Three volumes of URA’s writings in English — U.R. Ananthamurthy: An Omnibus (2008), Rujuvathu: Selected Essays (2014) and Hunt Bangle Chameleon (2014) — are already available to readers. This new anthology includes excerpts from four novels, five poems, six short stories, nine essays and speeches, besides excerpts from life narratives — Suragi (2012/ 2017) — and A Life in the World (2019), a book of interviews Chandan Gowda conducted with URA.
In URA’s vast repertoire, choosing an appropriate portion of text would be a challenging task, and the editors, who knew URA, the man and the writer, intimately, have done a fairly good job. For instance, the episode from the novel Samskara (1965/ 1976), where a dead man’s cremation becomes the focal point from which to analyse society, introduces readers to a slice of URA’s novelistic imagination. However, more editorial curation, such as placing URA and his writings in the proper context in a prefatory note before the beginning of each section, would have been of much help to the contemporary reader.

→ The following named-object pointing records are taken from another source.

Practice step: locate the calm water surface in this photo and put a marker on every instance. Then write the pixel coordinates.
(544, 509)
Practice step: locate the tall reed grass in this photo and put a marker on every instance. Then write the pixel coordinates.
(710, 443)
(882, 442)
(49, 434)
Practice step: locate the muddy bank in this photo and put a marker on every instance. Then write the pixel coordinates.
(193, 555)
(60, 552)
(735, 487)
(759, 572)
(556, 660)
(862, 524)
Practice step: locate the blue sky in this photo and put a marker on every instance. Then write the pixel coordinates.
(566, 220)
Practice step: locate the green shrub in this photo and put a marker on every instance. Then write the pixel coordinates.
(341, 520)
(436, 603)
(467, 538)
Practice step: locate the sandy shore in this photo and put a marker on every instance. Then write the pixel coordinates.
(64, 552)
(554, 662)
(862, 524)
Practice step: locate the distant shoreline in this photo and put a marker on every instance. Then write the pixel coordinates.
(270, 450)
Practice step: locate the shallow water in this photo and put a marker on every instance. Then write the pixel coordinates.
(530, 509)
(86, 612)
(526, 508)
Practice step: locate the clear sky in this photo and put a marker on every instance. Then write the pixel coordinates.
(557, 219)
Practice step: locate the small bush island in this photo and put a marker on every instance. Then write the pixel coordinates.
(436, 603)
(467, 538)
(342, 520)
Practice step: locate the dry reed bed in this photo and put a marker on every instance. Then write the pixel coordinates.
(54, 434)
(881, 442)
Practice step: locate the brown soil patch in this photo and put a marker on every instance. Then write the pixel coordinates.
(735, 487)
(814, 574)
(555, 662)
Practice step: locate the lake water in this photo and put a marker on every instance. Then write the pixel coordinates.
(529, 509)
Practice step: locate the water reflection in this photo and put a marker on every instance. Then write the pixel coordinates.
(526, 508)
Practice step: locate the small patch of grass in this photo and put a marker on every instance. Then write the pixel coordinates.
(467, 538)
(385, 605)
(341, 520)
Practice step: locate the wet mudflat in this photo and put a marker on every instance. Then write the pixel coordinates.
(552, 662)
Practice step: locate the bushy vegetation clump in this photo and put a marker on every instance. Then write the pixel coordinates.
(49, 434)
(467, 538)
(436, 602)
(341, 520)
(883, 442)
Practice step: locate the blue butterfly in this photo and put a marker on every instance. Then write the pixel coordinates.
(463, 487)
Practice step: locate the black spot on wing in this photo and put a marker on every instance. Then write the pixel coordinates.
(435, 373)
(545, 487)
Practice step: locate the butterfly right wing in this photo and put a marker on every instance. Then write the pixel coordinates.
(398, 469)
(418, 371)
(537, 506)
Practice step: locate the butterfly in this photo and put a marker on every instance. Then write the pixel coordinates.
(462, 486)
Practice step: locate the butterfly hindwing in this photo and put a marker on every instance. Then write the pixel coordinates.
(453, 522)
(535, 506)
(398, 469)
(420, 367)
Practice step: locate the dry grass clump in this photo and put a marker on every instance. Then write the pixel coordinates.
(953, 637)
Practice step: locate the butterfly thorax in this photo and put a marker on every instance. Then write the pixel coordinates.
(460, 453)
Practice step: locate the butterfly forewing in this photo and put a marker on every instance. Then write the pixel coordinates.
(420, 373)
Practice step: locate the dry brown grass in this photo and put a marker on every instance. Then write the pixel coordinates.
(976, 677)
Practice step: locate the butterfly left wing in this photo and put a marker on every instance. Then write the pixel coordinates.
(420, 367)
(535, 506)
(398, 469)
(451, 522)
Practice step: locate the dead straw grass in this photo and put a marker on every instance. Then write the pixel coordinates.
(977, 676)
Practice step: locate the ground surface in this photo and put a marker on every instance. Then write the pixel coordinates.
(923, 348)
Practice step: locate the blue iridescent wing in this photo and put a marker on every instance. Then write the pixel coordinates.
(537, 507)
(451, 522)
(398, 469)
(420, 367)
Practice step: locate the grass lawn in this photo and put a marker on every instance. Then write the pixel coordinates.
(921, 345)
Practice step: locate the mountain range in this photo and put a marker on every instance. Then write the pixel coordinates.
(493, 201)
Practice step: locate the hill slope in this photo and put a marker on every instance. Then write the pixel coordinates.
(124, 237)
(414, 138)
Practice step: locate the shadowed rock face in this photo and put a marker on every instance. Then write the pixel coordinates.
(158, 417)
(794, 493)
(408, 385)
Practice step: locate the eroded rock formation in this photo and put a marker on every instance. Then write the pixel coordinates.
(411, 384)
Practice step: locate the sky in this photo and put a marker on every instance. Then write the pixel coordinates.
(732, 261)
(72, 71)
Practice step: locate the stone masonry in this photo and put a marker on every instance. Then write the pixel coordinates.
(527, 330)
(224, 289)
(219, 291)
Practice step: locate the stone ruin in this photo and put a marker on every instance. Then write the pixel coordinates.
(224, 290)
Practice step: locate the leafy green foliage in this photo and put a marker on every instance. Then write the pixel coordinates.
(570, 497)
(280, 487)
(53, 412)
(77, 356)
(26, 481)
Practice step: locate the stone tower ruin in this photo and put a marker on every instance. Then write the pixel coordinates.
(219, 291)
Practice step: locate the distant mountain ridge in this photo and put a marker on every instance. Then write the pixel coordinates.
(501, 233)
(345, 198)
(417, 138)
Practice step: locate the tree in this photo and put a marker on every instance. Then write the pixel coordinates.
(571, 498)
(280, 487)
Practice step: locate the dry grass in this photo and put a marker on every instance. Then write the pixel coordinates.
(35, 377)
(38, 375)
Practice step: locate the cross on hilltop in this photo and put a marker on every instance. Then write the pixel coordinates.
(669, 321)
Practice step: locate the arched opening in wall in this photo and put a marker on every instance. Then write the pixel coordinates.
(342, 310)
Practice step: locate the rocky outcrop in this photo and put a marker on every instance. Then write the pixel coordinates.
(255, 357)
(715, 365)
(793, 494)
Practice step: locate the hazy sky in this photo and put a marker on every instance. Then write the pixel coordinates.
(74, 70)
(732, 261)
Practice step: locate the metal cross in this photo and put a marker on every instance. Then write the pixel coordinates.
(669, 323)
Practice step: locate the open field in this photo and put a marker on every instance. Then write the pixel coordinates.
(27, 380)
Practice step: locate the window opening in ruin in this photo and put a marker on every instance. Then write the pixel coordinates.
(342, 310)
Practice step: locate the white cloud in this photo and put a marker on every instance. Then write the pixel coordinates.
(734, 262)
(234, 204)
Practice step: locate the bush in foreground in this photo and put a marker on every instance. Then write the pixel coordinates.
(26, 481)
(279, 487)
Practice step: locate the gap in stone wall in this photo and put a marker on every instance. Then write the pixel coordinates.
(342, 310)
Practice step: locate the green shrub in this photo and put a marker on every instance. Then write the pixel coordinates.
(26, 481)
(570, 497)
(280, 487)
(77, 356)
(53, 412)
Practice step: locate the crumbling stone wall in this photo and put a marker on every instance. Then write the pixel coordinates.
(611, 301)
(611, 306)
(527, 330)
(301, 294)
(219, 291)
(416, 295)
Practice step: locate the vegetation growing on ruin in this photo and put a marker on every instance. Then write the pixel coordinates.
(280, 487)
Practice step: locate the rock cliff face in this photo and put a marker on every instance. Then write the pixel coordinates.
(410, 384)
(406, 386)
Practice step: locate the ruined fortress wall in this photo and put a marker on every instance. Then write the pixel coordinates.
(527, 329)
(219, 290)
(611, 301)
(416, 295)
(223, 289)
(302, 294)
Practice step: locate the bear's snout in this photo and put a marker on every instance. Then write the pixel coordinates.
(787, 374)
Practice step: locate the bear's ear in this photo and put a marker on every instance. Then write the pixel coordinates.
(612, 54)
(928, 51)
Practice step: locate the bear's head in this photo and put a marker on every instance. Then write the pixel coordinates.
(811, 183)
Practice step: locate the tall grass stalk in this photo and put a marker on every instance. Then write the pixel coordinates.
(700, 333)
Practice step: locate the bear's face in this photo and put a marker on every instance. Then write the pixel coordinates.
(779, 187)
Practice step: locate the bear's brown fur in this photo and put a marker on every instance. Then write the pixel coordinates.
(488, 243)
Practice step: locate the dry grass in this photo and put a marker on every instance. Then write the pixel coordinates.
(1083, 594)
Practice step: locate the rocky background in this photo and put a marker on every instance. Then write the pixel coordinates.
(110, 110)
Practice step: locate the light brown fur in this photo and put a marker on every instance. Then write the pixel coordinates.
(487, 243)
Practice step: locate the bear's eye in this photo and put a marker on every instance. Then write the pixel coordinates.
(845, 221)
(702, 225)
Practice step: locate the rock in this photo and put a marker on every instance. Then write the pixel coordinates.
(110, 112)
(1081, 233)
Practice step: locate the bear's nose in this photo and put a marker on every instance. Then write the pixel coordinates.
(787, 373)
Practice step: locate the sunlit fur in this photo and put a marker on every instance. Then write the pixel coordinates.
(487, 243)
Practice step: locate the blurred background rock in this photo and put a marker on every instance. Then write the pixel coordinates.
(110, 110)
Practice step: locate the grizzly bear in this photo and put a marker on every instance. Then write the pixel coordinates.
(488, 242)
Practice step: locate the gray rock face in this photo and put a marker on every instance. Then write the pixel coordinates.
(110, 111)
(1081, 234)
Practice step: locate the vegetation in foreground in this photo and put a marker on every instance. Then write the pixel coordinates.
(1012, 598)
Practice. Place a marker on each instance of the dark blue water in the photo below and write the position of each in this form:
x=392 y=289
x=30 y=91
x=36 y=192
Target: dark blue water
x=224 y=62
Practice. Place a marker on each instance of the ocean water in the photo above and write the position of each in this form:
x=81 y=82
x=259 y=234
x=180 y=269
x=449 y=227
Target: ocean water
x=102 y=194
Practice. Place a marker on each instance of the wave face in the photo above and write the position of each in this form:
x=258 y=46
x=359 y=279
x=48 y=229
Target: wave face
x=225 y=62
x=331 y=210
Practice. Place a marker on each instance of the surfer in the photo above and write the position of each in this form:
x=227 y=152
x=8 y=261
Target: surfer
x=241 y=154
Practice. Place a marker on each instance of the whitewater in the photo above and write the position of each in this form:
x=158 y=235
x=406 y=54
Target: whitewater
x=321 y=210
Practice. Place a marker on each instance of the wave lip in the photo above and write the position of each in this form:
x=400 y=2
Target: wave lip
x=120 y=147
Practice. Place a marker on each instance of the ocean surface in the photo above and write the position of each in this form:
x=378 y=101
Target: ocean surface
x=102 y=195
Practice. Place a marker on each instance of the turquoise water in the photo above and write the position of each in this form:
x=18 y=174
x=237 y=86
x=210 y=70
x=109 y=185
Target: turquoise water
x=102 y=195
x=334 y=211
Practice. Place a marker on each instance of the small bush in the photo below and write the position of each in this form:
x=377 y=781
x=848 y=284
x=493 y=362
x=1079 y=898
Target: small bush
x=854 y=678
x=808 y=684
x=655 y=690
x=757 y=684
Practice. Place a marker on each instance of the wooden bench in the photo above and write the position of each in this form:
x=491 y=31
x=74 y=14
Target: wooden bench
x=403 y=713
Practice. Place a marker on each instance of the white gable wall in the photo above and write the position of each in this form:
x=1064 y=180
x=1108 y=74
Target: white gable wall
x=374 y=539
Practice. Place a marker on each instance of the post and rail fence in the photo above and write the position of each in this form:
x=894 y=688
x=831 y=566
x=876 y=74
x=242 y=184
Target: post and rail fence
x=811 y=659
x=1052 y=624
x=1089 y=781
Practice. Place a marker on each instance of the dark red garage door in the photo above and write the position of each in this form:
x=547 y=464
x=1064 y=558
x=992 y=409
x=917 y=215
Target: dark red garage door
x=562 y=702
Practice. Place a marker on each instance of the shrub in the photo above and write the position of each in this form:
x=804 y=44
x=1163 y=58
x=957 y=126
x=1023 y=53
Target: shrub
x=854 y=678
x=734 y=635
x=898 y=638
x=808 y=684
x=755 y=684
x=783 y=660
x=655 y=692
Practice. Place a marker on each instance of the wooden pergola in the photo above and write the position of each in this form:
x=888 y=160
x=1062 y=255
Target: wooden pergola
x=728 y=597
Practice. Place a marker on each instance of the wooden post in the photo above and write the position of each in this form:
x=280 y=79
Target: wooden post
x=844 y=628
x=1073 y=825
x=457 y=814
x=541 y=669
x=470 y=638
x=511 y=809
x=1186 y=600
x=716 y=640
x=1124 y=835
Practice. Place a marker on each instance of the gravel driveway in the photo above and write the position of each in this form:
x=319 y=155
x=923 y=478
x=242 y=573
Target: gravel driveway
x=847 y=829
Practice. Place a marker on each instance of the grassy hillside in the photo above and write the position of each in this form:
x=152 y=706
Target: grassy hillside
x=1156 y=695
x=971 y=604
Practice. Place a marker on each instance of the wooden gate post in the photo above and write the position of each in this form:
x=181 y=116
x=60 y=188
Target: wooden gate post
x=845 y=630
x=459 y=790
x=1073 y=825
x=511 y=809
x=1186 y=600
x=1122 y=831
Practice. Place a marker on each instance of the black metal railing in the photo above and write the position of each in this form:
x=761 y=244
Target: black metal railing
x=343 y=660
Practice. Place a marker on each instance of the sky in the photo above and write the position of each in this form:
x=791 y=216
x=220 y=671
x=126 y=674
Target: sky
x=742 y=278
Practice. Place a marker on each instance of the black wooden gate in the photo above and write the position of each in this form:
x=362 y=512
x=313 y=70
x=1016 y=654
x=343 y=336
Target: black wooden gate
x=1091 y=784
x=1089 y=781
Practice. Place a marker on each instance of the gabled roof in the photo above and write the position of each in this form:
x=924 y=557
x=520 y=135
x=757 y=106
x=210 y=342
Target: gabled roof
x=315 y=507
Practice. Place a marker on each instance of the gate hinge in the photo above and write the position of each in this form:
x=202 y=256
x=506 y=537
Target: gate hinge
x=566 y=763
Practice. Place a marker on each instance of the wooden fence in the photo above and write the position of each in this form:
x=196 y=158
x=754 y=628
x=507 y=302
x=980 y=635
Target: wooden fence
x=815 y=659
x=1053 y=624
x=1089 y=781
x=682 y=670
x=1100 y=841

URA was, first and foremost, a thinker, and the thought in his writings galvanises us. The pieces in this volume offer glimpses of the formation of the thinker in him. Along with European writers such as Rilke, D.H. Lawrence and T.S. Eliot, two modern Indian minds that shaped URA were Ram Manohar Lohia and Gandhi. The extent of Lohia’s influence is clear from URA’s memoir Suragi and, more explicitly, from his essay on Lohia included here. Indeed, Samskara could not have taken shape without a Lohiaite’s vision.
However, under the activist’s spell, the earlier URA saw India as a society and later tried to grasp it as a civilisation through the Gandhian lens. Among five poems, freshly rendered in English by Gowda, two are on Gandhi, and there is also an essay on him. URA’s Gandhi is not an ideologue but a metaphor and a framework. His Hindutva or Hind Swaraj is composed in the moral idiom of Gandhi. As the section included here illustrates, it is a conversation with his own self as much as with his interlocutors.
Further, the essay, ‘Dalit Contribution to Indian Literature’, offers valuable insights into Kannada Dalit literature. But URA tried to understand the Dalit question not as an Ambedkarite but as a Gandhian though he appeared to have tried to reconcile both.
Another picture of URA that emerges from this volume is that of a typical 20th-century public intellectual. Like Ashis Nandy, he too was a street fighter and struggled to understand past practices such as caste discrimination that continue to exist. For instance, in his long essay, ‘Why not worship in the nude?’, URA questioned the Karnataka government’s ban on women offering nude worship and asked it to respect the devotee’s faith while ensuring no commercial exploitation occurs. This kind of subtle distinction between the good and the evil in older customs compels us to read URA along with Nandy. Both thinkers do not reject the tradition outright but try negotiating with the contemporary.